This is one of my favorite ways to cook potatoes – Quick, easy, foolproof!
Adapted from Eatingwell.com
- 2 pounds Yukon Gold potatoes, peeled and cut into 1-inch slices ( don’t peel them)
- 2 tablespoons butter, melted
- 2 tablespoons extra-virgin olive oil (use a high heat safe oil, such as avocado or grape seed oil)
- 2 teaspoons chopped fresh thyme (I skip this)
- 1 teaspoon chopped fresh rosemary (I skip this)
- 3/4 teaspoon salt
- ½ teaspoon ground pepper
- 1 cup low-sodium vegetable broth or chicken broth (I use regular sodium chicken broth)
- 5 cloves garlic, peeled and smashed (I skip this)
- Position rack in upper third of oven; preheat to 500°F.

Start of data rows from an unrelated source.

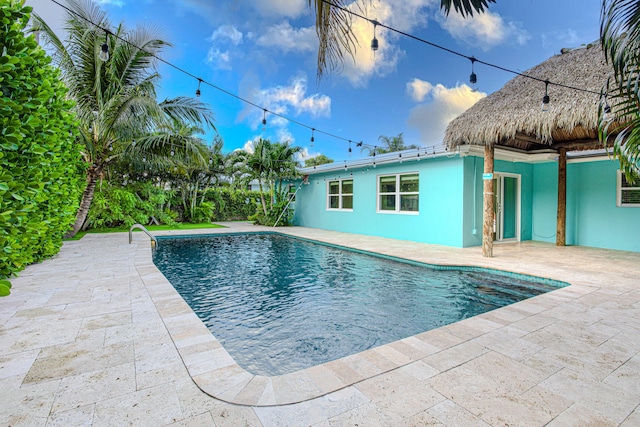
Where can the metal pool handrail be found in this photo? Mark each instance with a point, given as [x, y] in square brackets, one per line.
[154, 241]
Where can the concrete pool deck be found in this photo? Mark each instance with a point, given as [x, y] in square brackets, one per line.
[97, 336]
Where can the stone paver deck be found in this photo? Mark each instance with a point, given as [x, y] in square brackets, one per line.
[97, 336]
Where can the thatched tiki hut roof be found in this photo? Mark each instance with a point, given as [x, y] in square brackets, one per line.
[513, 115]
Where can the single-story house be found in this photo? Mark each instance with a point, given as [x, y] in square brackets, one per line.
[551, 180]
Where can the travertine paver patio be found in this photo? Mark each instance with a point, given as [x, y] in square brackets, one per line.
[96, 336]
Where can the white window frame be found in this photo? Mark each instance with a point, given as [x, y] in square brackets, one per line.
[290, 193]
[621, 189]
[340, 195]
[397, 194]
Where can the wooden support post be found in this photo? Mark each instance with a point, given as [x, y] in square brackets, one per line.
[561, 227]
[487, 215]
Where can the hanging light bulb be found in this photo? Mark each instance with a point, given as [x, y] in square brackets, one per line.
[545, 98]
[104, 50]
[473, 79]
[374, 41]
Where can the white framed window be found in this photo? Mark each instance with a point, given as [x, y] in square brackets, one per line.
[291, 192]
[340, 194]
[628, 193]
[398, 193]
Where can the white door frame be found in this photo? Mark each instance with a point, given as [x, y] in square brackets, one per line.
[500, 203]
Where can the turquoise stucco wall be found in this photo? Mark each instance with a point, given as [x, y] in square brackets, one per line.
[449, 214]
[440, 205]
[593, 219]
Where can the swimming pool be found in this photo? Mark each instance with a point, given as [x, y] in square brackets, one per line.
[279, 304]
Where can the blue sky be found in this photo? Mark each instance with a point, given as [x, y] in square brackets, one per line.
[265, 51]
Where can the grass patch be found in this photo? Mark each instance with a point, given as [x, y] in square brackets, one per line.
[180, 226]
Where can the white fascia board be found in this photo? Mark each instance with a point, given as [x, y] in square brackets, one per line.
[380, 159]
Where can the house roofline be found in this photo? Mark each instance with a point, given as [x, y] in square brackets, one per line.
[501, 153]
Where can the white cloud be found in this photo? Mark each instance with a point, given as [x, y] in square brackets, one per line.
[444, 104]
[284, 8]
[118, 3]
[290, 101]
[249, 146]
[419, 89]
[217, 55]
[294, 98]
[404, 16]
[565, 38]
[219, 59]
[226, 33]
[305, 154]
[483, 30]
[288, 39]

- Toss potatoes, butter, oil, thyme, rosemary, salt and pepper in a large bowl. Arrange in a single layer in a 9-by-13-inch metal baking pan. (Do not use a glass dish unless it is safe at this temperature.
- Roast for 15 minutes, flip over and cook another 10-15 minutes. until browned.
- Add broth and garlic to the pan. Continue roasting until most of the broth is absorbed and the potatoes are very tender, about 15 minutes more.